Accepted paper Global Counterfactual Explanation for Graph Neural Networks at WSDM’23. Graph neural networks (GNNs) find applications in various domains such as computational biology, natural language processing, and computer security. Owing to their popularity, there is an increasing need to explain GNN predictions since GNNs are black-box machine learning models. One way to address this is counterfactual reasoning where the objective is to change the GNN prediction by minimal changes in the input graph. Existing methods for counterfactual explanation of GNNs are limited to instance-specific local reasoning. This approach has two major limitations of not being able to offer global recourse policies and overloading human cognitive ability with too much information. In this work, we study the global explainability of GNNs through global counterfactual reasoning. Specifically, we want to find a small set of representative counterfactual graphs that explains all input graphs. Towards this goal, we propose GCFExplainer, a novel algorithm powered by vertex-reinforced random walks on an edit map of graphs with a greedy summary. Extensive experiments on real graph datasets show that the global explanation from GCFExplainer provides important high-level insights of the model behavior and achieves a 46.9% gain in recourse coverage and a 9.5% reduction in recourse cost compared to the state-of-the-art local counterfactual explainers.

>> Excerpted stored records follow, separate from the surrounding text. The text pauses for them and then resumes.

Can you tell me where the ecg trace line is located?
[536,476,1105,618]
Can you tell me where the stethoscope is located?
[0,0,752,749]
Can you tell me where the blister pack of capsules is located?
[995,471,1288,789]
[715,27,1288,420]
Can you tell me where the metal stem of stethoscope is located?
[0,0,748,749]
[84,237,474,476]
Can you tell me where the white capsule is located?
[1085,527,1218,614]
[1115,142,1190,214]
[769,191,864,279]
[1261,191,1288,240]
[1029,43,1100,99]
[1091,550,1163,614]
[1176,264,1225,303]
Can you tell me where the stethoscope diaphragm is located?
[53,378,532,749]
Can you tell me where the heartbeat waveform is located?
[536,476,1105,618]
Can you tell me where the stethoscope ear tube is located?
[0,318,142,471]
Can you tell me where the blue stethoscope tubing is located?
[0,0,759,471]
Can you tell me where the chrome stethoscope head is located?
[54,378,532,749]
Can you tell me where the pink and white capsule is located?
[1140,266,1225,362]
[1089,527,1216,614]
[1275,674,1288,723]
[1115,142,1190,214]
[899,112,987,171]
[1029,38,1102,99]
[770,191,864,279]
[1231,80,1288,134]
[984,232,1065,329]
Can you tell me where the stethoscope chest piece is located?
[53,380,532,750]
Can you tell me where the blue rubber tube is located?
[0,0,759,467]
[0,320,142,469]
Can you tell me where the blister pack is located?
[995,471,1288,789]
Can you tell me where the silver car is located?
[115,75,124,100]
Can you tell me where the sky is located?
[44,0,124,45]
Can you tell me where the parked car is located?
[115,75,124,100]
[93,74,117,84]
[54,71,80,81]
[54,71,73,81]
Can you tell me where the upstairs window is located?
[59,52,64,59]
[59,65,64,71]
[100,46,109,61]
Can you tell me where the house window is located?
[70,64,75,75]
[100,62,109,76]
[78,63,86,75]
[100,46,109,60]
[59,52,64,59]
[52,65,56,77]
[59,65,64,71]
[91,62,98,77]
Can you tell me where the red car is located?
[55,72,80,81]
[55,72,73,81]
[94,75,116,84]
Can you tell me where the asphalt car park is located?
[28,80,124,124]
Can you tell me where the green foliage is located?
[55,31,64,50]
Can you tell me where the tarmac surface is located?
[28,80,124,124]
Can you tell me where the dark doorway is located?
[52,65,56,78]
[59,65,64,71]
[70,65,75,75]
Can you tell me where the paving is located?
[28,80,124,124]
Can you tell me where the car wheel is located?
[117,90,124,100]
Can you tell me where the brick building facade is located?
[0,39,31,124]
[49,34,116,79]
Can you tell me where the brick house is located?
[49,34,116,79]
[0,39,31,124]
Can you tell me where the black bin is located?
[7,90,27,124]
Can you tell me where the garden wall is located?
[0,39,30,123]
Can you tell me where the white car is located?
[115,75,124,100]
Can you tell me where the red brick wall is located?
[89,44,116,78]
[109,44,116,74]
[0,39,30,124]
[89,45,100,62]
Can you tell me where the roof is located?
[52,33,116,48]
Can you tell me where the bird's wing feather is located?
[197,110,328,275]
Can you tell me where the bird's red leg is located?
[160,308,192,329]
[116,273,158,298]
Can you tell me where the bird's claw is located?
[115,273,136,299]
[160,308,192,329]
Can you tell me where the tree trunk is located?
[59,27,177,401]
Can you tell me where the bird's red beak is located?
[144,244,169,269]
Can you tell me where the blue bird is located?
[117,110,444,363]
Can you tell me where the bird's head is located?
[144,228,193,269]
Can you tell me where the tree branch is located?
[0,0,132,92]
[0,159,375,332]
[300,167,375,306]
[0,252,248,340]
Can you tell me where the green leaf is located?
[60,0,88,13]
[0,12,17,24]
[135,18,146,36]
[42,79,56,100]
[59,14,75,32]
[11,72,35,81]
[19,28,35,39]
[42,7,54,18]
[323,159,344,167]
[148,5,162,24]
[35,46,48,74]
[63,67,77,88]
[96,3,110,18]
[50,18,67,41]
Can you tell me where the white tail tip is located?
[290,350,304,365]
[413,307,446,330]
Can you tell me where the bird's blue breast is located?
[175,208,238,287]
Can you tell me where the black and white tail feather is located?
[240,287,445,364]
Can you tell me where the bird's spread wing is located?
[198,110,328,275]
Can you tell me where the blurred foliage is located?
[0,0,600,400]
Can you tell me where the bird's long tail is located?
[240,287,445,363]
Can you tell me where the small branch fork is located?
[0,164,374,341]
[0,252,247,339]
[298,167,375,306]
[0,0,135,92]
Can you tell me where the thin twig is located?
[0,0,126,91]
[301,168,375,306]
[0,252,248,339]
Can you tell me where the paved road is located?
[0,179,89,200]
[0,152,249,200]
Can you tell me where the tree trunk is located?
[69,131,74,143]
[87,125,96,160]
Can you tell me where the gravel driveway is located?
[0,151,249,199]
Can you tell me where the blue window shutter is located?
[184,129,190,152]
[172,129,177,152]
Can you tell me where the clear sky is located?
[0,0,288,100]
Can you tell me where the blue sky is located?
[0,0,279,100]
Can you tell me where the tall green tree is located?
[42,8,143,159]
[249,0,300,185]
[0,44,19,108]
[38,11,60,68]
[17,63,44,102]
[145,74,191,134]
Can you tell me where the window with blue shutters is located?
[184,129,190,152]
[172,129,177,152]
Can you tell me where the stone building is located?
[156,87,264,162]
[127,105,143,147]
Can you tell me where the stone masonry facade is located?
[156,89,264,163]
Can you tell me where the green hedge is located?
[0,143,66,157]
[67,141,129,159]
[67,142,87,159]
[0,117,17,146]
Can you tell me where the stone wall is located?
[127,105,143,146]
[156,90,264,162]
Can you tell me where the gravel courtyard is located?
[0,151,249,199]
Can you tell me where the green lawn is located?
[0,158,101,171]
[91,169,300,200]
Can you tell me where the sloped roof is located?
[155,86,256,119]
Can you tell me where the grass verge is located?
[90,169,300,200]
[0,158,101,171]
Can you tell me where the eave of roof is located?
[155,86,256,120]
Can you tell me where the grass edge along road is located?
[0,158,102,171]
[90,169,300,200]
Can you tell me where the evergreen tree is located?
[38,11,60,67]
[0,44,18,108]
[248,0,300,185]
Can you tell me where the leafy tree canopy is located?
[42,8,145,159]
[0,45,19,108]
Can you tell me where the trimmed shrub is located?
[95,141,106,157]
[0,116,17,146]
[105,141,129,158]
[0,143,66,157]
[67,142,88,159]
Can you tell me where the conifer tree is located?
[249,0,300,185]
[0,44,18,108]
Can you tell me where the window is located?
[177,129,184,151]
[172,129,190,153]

Signed Embedding for Polarized Graphs
Accepted paper POLE: Polarized Embedding for Signed Networks at WSDM’22. From the 2016 U.S. presidential election to the 2021 Capitol riots to the spread of misinformation related to COVID-19, many have blamed social media for today’s deeply divided society. Recent advances in machine learning for signed networks hold the promise to guide small interventions with the goal of reducing polarization in social media. However, existing models are especially ineffective in predicting conflicts (or negative links) among users. This is due to a strong correlation between link signs and the network structure, where negative links between polarized communities are too sparse to be predicted even by state-of-the-art approaches. To address this problem, we first design a partition-agnostic polarization measure for signed graphs based on the signed random-walk and show that many real-world graphs are highly polarized. Then, we propose POLE (POLarized Embedding for signed networks), a signed embedding method for polarized graphs that captures both topological and signed similarities jointly via signed autocovariance. Through extensive experiments, we show that POLE significantly outperforms state-of-the-art methods in signed link prediction, particularly for negative links with gains of up to one order of magnitude.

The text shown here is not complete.